Visa Cuts Off Payments To Unrepentant Scammers

That “local mom” trying to sell you her secret formulas for weight loss and tooth whitening in Internet ads may need to find a new job. Visa cut off payments to 100 merchants. The culled companies were the fine folks behind the “free sample” negative-option scams that Consumerist has written about extensively in the past.

The Associated Press shares the good news:

Visa told The Associated Press that about 100 merchants had their payment processing terminated because of chronic complaints since early summer. The scam is so common, the San Francisco payment processor is teaming up with the Federal Trade Commission and the Better Business Bureau to alert consumers.

Most of the time, the swindlers use Internet ads to lure their customers. The ads often feature unauthorized photos of celebrities like Oprah Winfrey and Rachel Ray, implying endorsements for supplements like acai berries or teeth whiteners.

Newer variations take advantage of the recession with work-at-home scams, or con people into seeking information about applying for government grants linked to economic stimulus programs.

Well, that’s a start toward driving these scams from the face of the earth.

Visa cuts off 100 merchants for scamming consumers [AP] (Thanks, Kristin!)


Easy Weight Loss And Free Cash: A Dubious Product Online Marketing Empire Revealed
Oprah’s Dr. Oz Sues Resveratrol Anti-Aging Scam Companies
Acai Berry Drink Company Agrees To Give $350k Back To Bilked Customers
Careful, Those Free Acai Products Might Come Attached To A Delicious Scam


Edit Your Comment

  1. Alvarez says:

    I like it. Hit them where it hurts, by cutting off their source of income. Good riddance.

  2. Cat_In_A_Hat says:

    Amazeballs. I never thought I’d see the day when a cc company does something to protect the consumer (since IMO they are usually the one doing the scamming). Good job Visa.

    • Mr_D says:

      Don’t worry, it’s just the processor, not the issuing bank. They’re still their old slimy selves.

    • madanthony says:

      Presumably, people are probably filing chargebacks once they get hit with the bills for the stuff, which is costing Visa money. It’s not unusual for credit-card companies to drop merchants that have an unusually high chargeback ratio.

    • dadelus says:

      Crooks don’t like it when other crooks horn in on their territoy.

  3. MercuryPDX says:

    I think it’s a great first step.

  4. H3ion says:

    Good work Visa. Now clean up your own act by policing the banks that issue your cards with phony interest rate offers and variable credit limits that depend on how the issuer feels that day.

  5. Julia789 says:

    I saw a news clip about a woman who fell for one of those “stimulus money” scams. She was not the brightest bulb.
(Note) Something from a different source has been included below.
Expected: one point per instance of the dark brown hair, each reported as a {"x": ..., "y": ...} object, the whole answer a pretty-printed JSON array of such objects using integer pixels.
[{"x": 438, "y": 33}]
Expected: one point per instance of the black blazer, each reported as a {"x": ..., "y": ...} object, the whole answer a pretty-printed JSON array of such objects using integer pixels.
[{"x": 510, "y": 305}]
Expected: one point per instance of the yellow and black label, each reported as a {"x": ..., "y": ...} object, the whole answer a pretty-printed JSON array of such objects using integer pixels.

    She filled out some bogus application form on a website that says all American citizens are entitled to stimulus money payouts. She received an email back saying that she qualified for $100,000 in free stimulus money, never needing to be repaid. All she had to do was give them the $2,000 processing fee. So she sends the scammers the money (which she borrowed from a family member who believed her) and then immediately hired contractors to do tens of thousands of dollars in renovations on her sad little house. She had a new kitchen put in with granite counter tops, had new siding put on her house, and a new roof. She bought all new furniture, appliances etc. on credit while the contractors were expecting to be paid at the end of the work.
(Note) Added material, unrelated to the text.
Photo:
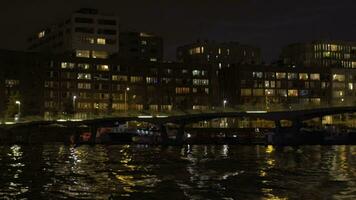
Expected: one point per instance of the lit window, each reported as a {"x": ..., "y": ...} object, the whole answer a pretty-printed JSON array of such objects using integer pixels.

    Now she’s on the news saying that the contractors are going to take her to court for not paying them, but it’s “not her fault” because she had an email saying the stimulus check was in the mail. She wants the scammers to pay for her purchases and home renovations.
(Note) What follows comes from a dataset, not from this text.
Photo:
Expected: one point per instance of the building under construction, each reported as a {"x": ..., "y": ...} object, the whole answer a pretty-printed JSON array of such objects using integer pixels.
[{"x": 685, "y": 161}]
    I think the scammers should be jailed for scamming, but the lady should have to pay for her own purchases and renovations because you never go into a project like that before actually having the money for it or a legitimate loan in place.

  6. duxup says:

    Kudos to Visa.

  7. frari489 says:

    while VISA is doing the right thing, I’m thinking it’s because they are losing money on all the complaints and charge backs, not because they have suddenly become ethical.

    /just being cynical

    • ecwis says:

      That cynical answer is probably correct. I know that American Express has different stages depending on the amount of chargebacks. Once a merchant receives too many chargebacks, AMEX takes away their right to dispute chargebacks. Once they receive even more chargebacks, they take away their merchant agreement completely so they can no longer accept AMEX. Visa may have a similar policy.

    • mac-phisto says:

      except visa doesn’t lose money on chargebacks. in fact, they charge both the merchant & the issuer to do them.

  8. jpdanzig says:

    Good for Visa! It’s about time someone took down these charlatans…

  9. cortana says:

    Maybe they’ll hit VideoProfessor and WebLoyalty next. I’d like that.

  10. james_henry1234 says:

    I wish I would have read this government grants scams article before I bought one of these online services. Never pay $1.99 for a grant / scholarship service because they will just rebill you $40 every month, forever!